Macuco Ecoaventura disponibilizou para o evento vários modelos de embarcações que integram sua frota. Durante a ação ecológica e nos passeios ao longo do dia foram utilizados caiaque, standup padle, e embarcações rápidas.

O evento reuniu aproximadamente 450 pessoas, vindas de Capanema, Planalto, Realeza e Foz do Iguaçu. O Iate Clube de Capanema apoiou o evento.

Nível de conscientização invejável

A ação ecológica revelou uma grata surpresa. Ao contrário do que ocorreu em 2017, quando foi realizada uma atividade semelhante, desta vez, foi encontrada uma quantidade inexpressiva de resíduos, tanto no rio quanto na margem brasileira.

Para o soldado da Policia Militar e coordenador do projeto Formando Cidadão, de Capanema, Carlos Pereira Damen, o resultado da ação foi gratificante. “ A ausência de lixo nos trouxe grande satisfação. Isto significa que as pessoas estão se conscientizando, que iniciativas como esta são importantes e podem sim, trazer resultados positivos”.

O soldado explica que, para os assistidos do projeto Cidadão, a atividade figurou como uma ação pedagógica.

Já o Macuco Safari Capanema comemora o sucesso do evento. “O resultado desse nosso primeiro evento, que contou com a parceria do Camping Wesling, superou as nossas expectativas.

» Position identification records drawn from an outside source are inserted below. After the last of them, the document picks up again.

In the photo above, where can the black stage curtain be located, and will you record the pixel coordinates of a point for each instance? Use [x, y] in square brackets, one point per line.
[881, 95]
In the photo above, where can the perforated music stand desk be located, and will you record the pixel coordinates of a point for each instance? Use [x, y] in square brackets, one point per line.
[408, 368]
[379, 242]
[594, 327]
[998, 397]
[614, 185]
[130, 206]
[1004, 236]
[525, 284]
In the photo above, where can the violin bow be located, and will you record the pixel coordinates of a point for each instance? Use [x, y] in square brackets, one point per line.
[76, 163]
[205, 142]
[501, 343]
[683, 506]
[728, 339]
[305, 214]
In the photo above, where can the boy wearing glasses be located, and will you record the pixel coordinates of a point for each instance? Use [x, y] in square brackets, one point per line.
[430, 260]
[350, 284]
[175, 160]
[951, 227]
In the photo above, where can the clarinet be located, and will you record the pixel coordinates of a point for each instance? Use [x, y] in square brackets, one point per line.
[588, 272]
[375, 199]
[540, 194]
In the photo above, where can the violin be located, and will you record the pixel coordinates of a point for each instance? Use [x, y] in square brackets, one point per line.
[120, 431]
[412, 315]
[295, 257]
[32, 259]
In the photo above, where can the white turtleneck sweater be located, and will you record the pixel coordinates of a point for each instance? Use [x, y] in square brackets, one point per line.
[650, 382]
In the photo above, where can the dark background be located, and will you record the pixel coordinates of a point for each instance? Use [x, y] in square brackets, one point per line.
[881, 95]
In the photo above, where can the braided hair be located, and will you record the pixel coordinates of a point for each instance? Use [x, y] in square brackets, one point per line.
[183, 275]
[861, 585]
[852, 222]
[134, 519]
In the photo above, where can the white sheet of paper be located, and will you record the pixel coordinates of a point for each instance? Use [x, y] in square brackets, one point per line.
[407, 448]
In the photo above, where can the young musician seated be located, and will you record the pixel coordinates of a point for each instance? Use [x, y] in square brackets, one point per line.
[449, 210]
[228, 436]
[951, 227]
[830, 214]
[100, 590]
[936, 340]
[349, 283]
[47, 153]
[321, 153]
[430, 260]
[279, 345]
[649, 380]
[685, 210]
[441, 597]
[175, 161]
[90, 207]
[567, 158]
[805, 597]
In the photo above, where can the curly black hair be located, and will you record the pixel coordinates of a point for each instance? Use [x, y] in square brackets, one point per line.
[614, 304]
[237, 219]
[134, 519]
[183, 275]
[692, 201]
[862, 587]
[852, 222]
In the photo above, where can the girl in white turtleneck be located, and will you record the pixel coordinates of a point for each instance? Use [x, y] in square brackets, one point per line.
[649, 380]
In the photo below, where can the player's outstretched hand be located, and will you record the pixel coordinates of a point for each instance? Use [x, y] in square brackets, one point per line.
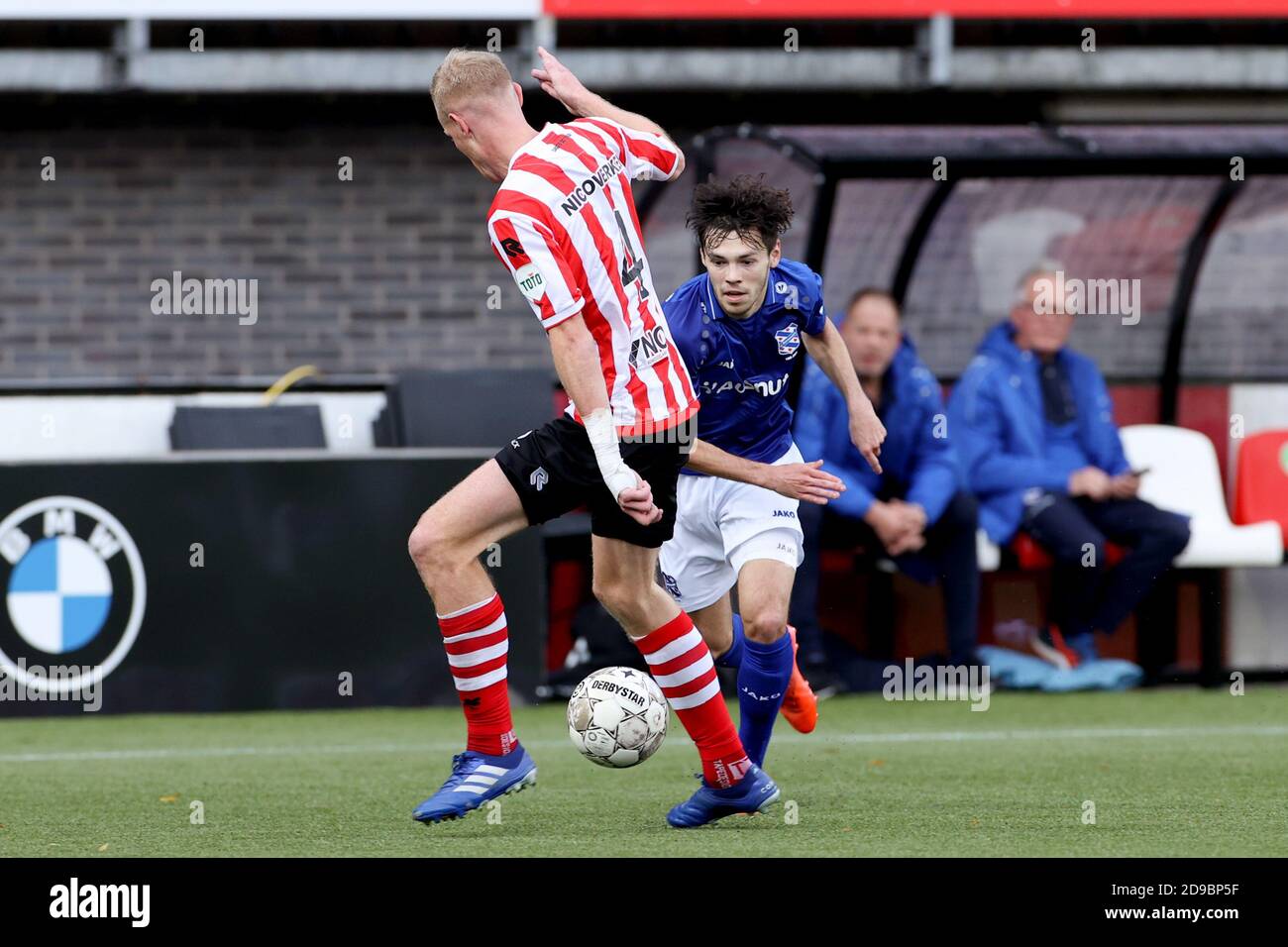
[559, 81]
[804, 482]
[867, 433]
[638, 504]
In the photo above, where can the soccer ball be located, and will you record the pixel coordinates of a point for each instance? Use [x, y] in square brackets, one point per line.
[617, 716]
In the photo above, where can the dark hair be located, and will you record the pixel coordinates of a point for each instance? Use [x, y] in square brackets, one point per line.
[859, 295]
[745, 205]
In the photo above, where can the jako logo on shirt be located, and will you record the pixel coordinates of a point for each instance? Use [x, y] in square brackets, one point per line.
[789, 341]
[75, 586]
[581, 193]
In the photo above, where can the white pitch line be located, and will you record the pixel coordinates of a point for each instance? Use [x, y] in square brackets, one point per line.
[909, 737]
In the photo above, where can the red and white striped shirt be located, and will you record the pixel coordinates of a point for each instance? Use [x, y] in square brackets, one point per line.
[565, 224]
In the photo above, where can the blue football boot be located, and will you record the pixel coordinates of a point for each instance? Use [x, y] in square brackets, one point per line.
[478, 779]
[754, 792]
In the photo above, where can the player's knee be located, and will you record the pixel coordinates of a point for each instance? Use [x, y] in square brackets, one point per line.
[429, 545]
[717, 641]
[765, 625]
[616, 595]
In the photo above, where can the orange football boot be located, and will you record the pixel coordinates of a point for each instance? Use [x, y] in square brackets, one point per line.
[800, 705]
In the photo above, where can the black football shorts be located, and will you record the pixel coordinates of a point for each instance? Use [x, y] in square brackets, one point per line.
[554, 471]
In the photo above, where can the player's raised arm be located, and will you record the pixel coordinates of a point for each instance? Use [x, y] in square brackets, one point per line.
[656, 155]
[828, 350]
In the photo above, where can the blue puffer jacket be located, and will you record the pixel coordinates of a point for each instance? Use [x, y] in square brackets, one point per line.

Ficamos bem satisfeitos com o resultado e já estamos pensando em outros projetos voltados para as famílias da região” comemorou o gerente comercial da empresa Cleverson Teixeira.

Formando cidadãos

Menina dos olha da 4ª Companhia da Polícia Militar de Capanema, o projeto Formando Cidadão, tem em seu coordenador, Carlos Pereira Damen, o soldado Damen, um de seus maiores entusiastas. Criado pela Polícia Militar, o projeto não tardou a ganhar o apoio das prefeituras da região Sudoeste do Paraná. Implantado há 16 anos em Francisco Beltrão, sede da 4ª Companhia da Policia Militar, em 2013 foi replicado em Capanema e logo, adotado pelo município.

O Formando Cidadão, voltado para adolescentes com idades entre 12 e 17 em situação de vulnerabilidade.

De acordo com o Soldado Damen, adotam a filosofia da disciplina militar. “O horário em que não estão na escola, passam conosco. Eles participam do dia a dia dos policiais, almoçam na companhia e vivem a rotina da Polícia militar”, explica.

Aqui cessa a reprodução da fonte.